In media, new technologies have been massively disrupting the space for more than a decade. And there is an ongoing debate about technology companies stepping in and disrupting the media companies. Google is a prominent example, and its recent acquisition of Frommer’s is yet another case where it has eaten a content company and continued to expand from pure technology into media. But Google isn’t moving into media based on the existing rules that the media companies play by – it is approaching media through the lens of technology.
But this issue doesn’t only pertain to the oft-vilified Google: Amazon continues to disrupt the book industry by changing the distribution model through the use of technology, and is clearly gunning for magazine, radio and video content as well. Microsoft is changing the engagement model and subsequently the distribution of content to the living room via its ever-expanding Xbox footprint, and is broadly expanding toward media with Windows 8, its new Surface tablet devices and smartphones – again using technology. Apple has turned distribution models on their ears by creating a curated walled garden of myriad distribution vehicles (apps on devices), but charges a toll to the distributors – again using technology to disrupt the media space. Facebook, Twitter and social media are now beginning to disrupt discovery and distribution in their own ways – barely understood, but again based on technology.

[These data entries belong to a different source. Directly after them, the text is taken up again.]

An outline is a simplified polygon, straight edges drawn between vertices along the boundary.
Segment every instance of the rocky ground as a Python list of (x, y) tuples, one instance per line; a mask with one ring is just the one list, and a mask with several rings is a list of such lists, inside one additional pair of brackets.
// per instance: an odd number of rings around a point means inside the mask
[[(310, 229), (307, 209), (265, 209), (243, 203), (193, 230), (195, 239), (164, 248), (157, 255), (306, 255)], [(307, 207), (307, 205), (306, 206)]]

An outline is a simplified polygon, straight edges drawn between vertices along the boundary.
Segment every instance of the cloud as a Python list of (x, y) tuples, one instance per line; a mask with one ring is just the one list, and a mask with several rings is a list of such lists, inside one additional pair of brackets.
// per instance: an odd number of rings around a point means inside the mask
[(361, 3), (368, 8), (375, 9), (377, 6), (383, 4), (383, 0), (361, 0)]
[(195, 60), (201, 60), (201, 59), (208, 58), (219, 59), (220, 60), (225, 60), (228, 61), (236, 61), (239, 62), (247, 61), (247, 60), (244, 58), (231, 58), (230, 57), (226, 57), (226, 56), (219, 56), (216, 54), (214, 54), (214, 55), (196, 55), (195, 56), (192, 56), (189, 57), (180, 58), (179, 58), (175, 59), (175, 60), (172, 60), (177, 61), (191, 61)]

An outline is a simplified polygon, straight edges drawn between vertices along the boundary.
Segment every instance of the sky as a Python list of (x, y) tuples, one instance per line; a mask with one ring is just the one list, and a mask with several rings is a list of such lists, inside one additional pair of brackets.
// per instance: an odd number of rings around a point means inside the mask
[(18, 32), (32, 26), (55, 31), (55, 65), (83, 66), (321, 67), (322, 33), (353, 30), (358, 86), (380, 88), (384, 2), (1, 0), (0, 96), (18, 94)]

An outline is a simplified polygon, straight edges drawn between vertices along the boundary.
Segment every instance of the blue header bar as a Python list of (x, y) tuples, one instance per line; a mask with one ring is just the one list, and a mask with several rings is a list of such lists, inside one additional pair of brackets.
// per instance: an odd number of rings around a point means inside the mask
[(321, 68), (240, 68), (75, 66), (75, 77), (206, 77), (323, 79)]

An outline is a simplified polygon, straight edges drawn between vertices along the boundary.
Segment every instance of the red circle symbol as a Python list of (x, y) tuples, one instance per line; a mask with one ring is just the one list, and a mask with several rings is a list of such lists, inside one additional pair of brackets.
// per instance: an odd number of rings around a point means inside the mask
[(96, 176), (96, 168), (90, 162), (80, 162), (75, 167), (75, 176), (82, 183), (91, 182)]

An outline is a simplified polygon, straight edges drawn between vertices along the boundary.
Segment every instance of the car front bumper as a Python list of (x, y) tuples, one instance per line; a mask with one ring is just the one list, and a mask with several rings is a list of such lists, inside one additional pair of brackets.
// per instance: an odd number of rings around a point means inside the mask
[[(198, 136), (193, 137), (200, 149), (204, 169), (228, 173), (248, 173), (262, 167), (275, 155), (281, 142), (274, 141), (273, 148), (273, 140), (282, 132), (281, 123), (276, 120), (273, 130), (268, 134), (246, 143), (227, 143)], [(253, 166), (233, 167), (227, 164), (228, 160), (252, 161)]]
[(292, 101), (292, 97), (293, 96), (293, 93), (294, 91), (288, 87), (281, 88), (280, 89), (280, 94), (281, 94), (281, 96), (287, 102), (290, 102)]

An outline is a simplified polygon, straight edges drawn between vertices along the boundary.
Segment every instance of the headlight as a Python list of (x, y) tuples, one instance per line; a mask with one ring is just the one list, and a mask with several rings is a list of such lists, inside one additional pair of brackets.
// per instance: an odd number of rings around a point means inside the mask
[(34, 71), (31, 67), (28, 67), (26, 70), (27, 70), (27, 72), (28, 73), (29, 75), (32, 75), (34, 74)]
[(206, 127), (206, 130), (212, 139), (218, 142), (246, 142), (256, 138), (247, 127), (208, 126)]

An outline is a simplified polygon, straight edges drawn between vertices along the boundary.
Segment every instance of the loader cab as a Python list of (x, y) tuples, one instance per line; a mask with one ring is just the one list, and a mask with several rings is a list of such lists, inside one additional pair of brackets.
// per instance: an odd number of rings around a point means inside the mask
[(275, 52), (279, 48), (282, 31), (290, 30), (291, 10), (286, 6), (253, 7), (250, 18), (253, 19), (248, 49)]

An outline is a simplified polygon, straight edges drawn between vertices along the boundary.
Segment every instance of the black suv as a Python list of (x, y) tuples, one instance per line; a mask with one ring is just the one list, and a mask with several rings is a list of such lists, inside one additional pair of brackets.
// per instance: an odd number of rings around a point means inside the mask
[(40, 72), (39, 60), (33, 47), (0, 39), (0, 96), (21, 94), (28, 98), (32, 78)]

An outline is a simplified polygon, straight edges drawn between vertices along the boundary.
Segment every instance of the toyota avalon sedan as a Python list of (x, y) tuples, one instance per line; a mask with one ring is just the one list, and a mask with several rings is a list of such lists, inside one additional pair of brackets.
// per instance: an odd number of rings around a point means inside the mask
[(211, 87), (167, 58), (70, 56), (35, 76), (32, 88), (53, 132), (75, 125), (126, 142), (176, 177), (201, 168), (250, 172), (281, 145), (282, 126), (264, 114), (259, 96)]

Existing media models are functionally broken – and will continue to be disrupted. Distribution is always a key facet of the overall media landscape, and will continue to be. But as distribution channels fragment, and become more open, the role that distribution plays will radically change. Distribution is no longer the key to media – it is inherently important to the overall model of media – but it isn’t the key.
Technology is the key to the future of media. Technology can and has profoundly changed the way content is distributed, and will continue to do so. The future of media is wrapped up in technology, and this is an indicator of why technology companies are eating media companies’ lunches, if not actually consuming them in their entirety.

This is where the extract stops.